Ryan Court II – All 74 units will be preserved as affordable housing. Incomes at this complex also range from 60% of AMI to less than 30% AMI. The development, which spans several blocks near Oakman and Livernois is a mix of new construction and rehabilitation of older buildings. Total Project Cost: $9M (Phase 2 Only). Ryan Court Phase 1 is one of only a few projects nationally to preserve existing affordable housing units through new construction with an additional investment of $16M.
Peterboro – Renovations proposed at the property will result in 56 units (42 two-bedroom units and 14 three-bedroom units) of Permanent Supportive Housing that will be targeted to homeless families who meet MSHDA’s criteria for Permanent Supportive Housing. In order to assist the families that will reside at the building, COTS will be requesting 38 project based vouchers from MSHDA and has received conditional awards for 9 project based vouchers from the Detroit Housing Commission and project rental assistance for 9 units through the HUD Section 811 program. Total Project Cost: $14.5M

Brush Park South – 58 (20%) of the 287 units in this new mixed-income construction development will be reserved for residents earning 60% AMI or less. This project, which will revitalize 19 vacant city-owned parcels, is being supported by $2.3 million in HOME funds. The project also has support from the Detroit Housing Commission in the form of project based vouchers to support lower income units. Total Project Cost: $70M (estimated)

Collectively, these awards to the city of Detroit represent approximately 40% of the total available 9% LIHTCs statewide in this round of applications. Director of Housing & Revitalization Arthur Jemison, thanked MSHDA for recognizing the significance of each project and putting its most valuable resources where they are most needed.
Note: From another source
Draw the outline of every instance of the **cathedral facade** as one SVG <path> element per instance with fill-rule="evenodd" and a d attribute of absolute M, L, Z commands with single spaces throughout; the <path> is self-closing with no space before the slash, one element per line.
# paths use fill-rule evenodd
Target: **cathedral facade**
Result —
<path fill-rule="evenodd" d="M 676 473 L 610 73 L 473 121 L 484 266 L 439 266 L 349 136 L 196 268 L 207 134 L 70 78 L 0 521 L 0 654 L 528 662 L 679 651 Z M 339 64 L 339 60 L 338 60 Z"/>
“After many months of work to shape a project pipeline with MSHDA that reflects both state and city investment priorities, this set of project awards is real progress,” said Jemison. “It includes projects in our target areas for residential density; creates mixed-income in downtown midtown; addresses family homelessness; and preserves key assets threatened with expiration and obsolescence.”

 

About the LIHTC Program
The low-income housing tax credit (LIHTC) program is one of the federal government’s primary policy tools for encouraging the development and preservation of affordable rental housing. These federal tax credits are awarded to Developers of affordable housing via a competitive application process administered by the Michigan State Housing Development Authority (MSHDA) on a biannual basis. Once awarded, developers typically sell these tax credits to outside investors in exchange for equity to develop affordable housing.